QueryDatabaseTableRecord 2.1.0

Bundle
org.apache.nifi | nifi-standard-nar
Description
Generates a SQL select query, or uses a provided statement, and executes it to fetch all rows whose values in the specified Maximum Value column(s) are larger than the previously-seen maxima. Query result will be converted to the format specified by the record writer. Expression Language is supported for several properties, but no incoming connections are permitted. The Environment/System properties may be used to provide values for any property containing Expression Language. If it is desired to leverage flow file attributes to perform these queries, the GenerateTableFetch and/or ExecuteSQL processors can be used for this purpose. Streaming is used so arbitrarily large result sets are supported. This processor can be scheduled to run on a timer or cron expression, using the standard scheduling methods. This processor is intended to be run on the Primary Node only. FlowFile attribute 'querydbtable.row.count' indicates how many rows were selected.
Tags
database, jdbc, query, record, select, sql
Input Requirement
FORBIDDEN
Supports Sensitive Dynamic Properties
false
Properties
Dynamic Properties
State Management
Scopes Description
CLUSTER After performing a query on the specified table, the maximum values for the specified column(s) will be retained for use in future executions of the query. This allows the Processor to fetch only those records that have max values greater than the retained values. This can be used for incremental fetching, fetching of newly added rows, etc. To clear the maximum values, clear the state of the processor per the State Management documentation
Relationships
Name Description
success Successfully created FlowFile from SQL query result set.
Writes Attributes
Name Description
tablename Name of the table being queried
querydbtable.row.count The number of rows selected by the query
fragment.identifier If 'Max Rows Per Flow File' is set then all FlowFiles from the same query result set will have the same value for the fragment.identifier attribute. This can then be used to correlate the results.

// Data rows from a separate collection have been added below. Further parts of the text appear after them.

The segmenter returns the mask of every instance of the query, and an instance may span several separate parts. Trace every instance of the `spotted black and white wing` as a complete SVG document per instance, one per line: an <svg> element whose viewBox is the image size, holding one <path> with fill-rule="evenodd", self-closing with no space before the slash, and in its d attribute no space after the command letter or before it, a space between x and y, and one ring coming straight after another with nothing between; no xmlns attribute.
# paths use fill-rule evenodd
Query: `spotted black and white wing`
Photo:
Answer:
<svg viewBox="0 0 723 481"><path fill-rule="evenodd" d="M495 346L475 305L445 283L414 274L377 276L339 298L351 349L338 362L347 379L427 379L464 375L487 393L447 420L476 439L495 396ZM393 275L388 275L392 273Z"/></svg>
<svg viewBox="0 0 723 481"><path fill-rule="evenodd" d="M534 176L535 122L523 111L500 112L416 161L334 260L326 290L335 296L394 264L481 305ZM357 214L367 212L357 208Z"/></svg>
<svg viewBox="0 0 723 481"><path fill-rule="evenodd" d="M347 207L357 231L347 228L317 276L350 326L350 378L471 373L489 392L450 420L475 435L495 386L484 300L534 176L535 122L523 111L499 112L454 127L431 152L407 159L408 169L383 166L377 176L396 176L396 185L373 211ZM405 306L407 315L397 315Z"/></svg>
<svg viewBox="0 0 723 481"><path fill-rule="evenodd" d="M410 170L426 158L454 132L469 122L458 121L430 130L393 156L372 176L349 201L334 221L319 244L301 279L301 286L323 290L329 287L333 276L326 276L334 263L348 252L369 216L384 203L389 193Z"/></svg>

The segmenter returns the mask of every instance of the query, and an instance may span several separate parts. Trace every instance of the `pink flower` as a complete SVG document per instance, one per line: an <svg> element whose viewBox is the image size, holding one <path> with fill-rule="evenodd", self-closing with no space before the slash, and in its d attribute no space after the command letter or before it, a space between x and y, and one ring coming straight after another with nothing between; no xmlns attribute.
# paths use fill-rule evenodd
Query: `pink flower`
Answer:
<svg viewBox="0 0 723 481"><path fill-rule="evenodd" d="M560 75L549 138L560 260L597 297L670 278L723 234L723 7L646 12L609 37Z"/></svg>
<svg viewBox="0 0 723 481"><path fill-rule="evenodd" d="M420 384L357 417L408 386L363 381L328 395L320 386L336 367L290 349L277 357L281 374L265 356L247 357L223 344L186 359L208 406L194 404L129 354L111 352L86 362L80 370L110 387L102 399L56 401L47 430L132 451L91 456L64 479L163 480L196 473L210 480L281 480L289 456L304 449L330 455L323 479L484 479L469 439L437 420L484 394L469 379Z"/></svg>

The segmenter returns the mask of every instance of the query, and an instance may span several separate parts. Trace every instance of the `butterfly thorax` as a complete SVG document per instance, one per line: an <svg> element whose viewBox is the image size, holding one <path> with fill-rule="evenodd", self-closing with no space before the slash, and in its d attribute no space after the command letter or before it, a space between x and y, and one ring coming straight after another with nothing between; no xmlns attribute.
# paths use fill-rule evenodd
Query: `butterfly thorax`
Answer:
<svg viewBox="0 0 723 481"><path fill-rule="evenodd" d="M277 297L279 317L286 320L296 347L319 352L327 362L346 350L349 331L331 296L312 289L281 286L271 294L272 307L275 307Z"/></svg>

fragment.count If 'Max Rows Per Flow File' is set then this is the total number of FlowFiles produced by a single ResultSet. This can be used in conjunction with the fragment.identifier attribute in order to know how many FlowFiles belonged to the same incoming ResultSet. If Output Batch Size is set, then this attribute will not be populated.
fragment.index If 'Max Rows Per Flow File' is set then the position of this FlowFile in the list of outgoing FlowFiles that were all derived from the same result set FlowFile. This can be used in conjunction with the fragment.identifier attribute to know which FlowFiles originated from the same query result set and in what order FlowFiles were produced
maxvalue.* Each attribute contains the observed maximum value of a specified 'Maximum-value Column'. The suffix of the attribute is the name of the column. If Output Batch Size is set, then this attribute will not be populated.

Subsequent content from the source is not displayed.